41. Красная сталь
Хотя атмосфера задыхалась от сажи и серы и все было черным, кроме приземистых оранжевых валов, вырывающихся из печей сталеплавильных цехов вдоль озера, город оживляла весна. Перемешанный с дымом воздух был одновременно насыщен чистым туманом, побеждавшим в сражении с доменными печами. Подобно борцу, он переводил своих соперников в партер, и природа преобладала. Причина, по которой весенней ночью 1947 года жизнь в Гэри, штат Индиана, била ключом, а улицы были так же многолюдны, как Таймс-сквер, заключалась в том, что там даже в полночь варили сталь.
Взойдя на крыльцо кирпичного пансиона, Гарри постучал в первую же квартиру. Появился похожий на огромную дыню человек в майке, молча задравший брови. В глубине квартиры за обеденным столом сидели мать с дочерью, занятые какой-то работой. Девушка, лицо которой словно сошло с картин Боттичелли, была тем не менее жесткой и грубой, с собранными в пучок на затылке волосами и усеянной прыщами кожей, что в совокупности каким-то образом делало ее соблазнительнее какой-нибудь более мягкой девушки. Гарри пришлось заговорить, иначе перед ним захлопнули бы дверь.
– Простите за беспокойство, – начал он.
– Нет, не беспокойство, – сказал человек, который или не так давно приехал в страну, или общался только со своими.
– Я ищу Сассингэма. Сас-син-гэма.
– Не здесь.
– Он здесь уже не живет?
– На смене. Работа сейчас.
– Когда он выходит? Заканчивает?
– Утром. – Человек указал на Сталеплавильный завод США, отстоящий на несколько миль, но такой огромный, что казался каменным фасадом ада. – Вы можете пойти. Скажете у ворот. Иногда дают человека с вами. Иногда нет.

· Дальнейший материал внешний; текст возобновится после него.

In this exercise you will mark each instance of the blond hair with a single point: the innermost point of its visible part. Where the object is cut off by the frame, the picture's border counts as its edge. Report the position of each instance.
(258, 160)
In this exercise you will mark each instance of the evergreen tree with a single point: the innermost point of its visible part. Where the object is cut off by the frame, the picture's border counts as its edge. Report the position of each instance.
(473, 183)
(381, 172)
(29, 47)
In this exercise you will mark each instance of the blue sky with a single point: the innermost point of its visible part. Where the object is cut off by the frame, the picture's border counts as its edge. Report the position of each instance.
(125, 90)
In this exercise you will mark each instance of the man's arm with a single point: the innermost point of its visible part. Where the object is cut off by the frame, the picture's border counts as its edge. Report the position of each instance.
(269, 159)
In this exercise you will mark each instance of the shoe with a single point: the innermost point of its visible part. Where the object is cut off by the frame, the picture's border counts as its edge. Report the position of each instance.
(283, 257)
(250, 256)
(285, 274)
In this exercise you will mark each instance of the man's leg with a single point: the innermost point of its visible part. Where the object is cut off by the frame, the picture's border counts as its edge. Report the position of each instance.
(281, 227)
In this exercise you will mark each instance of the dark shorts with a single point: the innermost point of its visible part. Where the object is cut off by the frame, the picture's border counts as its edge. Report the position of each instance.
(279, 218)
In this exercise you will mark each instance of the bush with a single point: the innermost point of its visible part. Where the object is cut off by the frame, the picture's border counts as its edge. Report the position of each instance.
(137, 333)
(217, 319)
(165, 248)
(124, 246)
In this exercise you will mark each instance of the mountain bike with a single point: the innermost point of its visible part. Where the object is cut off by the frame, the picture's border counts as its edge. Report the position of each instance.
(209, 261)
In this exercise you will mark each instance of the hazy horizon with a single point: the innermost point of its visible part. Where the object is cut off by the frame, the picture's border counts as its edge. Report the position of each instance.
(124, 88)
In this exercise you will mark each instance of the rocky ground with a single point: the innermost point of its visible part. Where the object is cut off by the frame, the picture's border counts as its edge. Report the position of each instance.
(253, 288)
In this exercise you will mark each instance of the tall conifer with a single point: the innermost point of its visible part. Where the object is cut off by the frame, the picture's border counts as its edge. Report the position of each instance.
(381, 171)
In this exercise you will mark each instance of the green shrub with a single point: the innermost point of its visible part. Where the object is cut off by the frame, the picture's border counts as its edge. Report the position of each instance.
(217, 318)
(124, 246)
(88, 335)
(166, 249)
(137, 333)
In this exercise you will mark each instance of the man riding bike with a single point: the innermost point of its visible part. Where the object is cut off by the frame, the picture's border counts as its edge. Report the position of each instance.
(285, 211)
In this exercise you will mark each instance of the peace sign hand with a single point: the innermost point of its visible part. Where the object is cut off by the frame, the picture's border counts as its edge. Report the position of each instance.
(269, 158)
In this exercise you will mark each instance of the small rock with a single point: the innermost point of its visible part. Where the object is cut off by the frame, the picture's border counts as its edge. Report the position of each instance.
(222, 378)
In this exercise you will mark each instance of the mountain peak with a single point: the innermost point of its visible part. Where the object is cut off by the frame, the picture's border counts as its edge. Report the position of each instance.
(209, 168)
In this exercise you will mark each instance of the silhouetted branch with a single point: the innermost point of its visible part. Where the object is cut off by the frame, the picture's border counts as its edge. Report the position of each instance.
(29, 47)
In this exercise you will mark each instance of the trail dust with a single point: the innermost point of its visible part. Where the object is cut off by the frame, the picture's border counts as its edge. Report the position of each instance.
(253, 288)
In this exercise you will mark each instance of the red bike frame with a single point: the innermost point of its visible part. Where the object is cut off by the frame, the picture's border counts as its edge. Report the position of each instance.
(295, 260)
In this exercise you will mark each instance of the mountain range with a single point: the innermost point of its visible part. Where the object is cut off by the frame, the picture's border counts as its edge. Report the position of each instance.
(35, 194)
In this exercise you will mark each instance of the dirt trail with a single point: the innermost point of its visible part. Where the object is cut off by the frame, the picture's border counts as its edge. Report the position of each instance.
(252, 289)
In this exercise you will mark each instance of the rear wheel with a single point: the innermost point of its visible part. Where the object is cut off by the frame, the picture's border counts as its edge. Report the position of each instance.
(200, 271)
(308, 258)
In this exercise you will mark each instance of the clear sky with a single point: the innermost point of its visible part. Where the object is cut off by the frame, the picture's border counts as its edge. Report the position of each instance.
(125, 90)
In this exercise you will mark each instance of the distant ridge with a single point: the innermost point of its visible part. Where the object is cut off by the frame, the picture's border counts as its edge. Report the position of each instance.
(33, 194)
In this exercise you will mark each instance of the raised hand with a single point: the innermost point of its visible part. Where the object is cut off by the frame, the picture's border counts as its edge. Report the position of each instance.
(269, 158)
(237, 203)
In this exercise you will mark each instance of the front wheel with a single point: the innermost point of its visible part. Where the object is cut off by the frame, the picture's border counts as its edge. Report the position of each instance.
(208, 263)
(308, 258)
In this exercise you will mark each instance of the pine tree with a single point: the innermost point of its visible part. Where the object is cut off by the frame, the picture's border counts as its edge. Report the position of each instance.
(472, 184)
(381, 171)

Пока закрывалась дверь, девушка улыбалась. Гарри догадался, что она очень много работает на фабрике или в пекарне, на каком-то предприятии, где стоит липкая жара, где выпускают что-то в больших количествах на производственных линиях или на конвейерах, задающих для рабочих темп, который велит им не отставать или умереть. Снаружи она была жесткой и грубой и все же не меньше всех остальных, кого ему случалось видеть, обладала красотой, способной изо дня в день проходить через испытание огнем. Он не мог изгнать ее из своих мыслей все время, пока шел к заводским корпусам, над которыми вились жгуты грязного дыма, скручиваясь в агонии при подъеме в воздух.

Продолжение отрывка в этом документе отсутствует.